El secreto del éxito
- Producción artesanal extrema: solo tres vecinas—Ángeles Crespo, Consuelo Noval y Luisa Fidalgo—elaboran cada año 70 kilos de este queso sin corteza, quintuplicando la leche necesaria respecto a otras variedades.
- Cuajo cero, acidez milenaria: no usa fermentos comerciales; la cuajada nace de la acidificación natural de la leche cruda de vaca, un proceso que exige un control casi esotérico.
- La luna como aliada: en fase menguante se remueve el queso para que el moho se integre, creando una textura untuosa y un sabor que ninguna factoría puede imitar.
Así se elabora: leche, luna y paciencia
Treinta litros de leche cruda de vaca para un solo kilo. Una desproporción que explica por qué este queso asturiano parece un milagro. Las tres queseras calientan la leche apenas lo justo para que la flora láctica haga su trabajo, sin prisa y sin cuajos añadidos. La cuajada se envuelve en trapos de algodón, donde desuera lentamente; un método que recuerda a las producciones de aldea anteriores a cualquier normativa sanitaria.
El verdadero salto al vacío llega con el calendario lunar. Cuando la luna entra en menguante, remueven la masa coagulada para repartir los mohos que han brotado de forma espontánea. No es superstición: el descenso de la presión atmosférica favorece una distribución homogénea del hongo, evitando sabores agresivos. Después, el queso se sala, se envasa en tarros y descansa semanas en bodega, adquiriendo una cremosidad que bordea lo líquido.
Un queso que se remueve según la luna: acidez natural, moho controlado y un sabor que ninguna fábrica puede replicar.
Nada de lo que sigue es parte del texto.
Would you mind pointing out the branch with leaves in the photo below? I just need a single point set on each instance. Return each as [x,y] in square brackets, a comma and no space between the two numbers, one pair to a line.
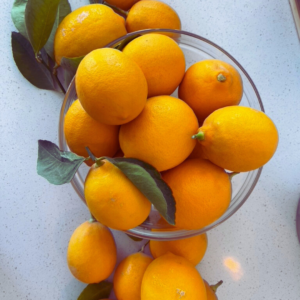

El resultado es un queso sin corteza, de color marfil con vetas azuladas, que se unta sobre pan de hogaza como si fuera mantequilla fermentada. Su aroma recuerda a heno húmedo y su sabor evoluciona en boca: primero lácteo y suave, luego un final persistente a frutos secos. Cada tarro es una cápsula del tiempo.
Variaciones y maridaje
La forma canónica de disfrutarlo es untado sobre una rebanada de pan de centeno tostado, con unas nueces ligeramente caramelizadas y un chorro fino de miel de brezo. Marida de maravilla con sidra natural asturiana—su acidez corta la untuosidad—o con un vino blanco de Godeo fresco y mineral. Si se prefiere un tinto, un mencía joven sin madera respeta el lácteo sin enmascararlo.
¿Se puede conservar? El tarro cerrado aguanta en la nevera hasta tres meses, pero una vez abierto es un queso vivo que se agria en una semana si no se consume. No intentes congelarlo: perdería toda su estructura cremosa. Como alternativa rápida, puedes emulsionarlo con un poco de nata líquida y usarlo como salsa para pasta o para napar unas verduras asadas; gana untuosidad sin perder identidad.
Conseguirlo fuera del primer domingo de junio es una odisea, pero la asociación Guardianes del Queso de Urbiés a veces organiza catas privadas previo contacto con el ayuntamiento de Mieres. No esperes etiquetas ni códigos de barras: es un queso sin registro sanitario que sobrevive gracias a la excepción cultural. Un tesoro que vale cada céntimo de los treinta euros que cuesta el kilo.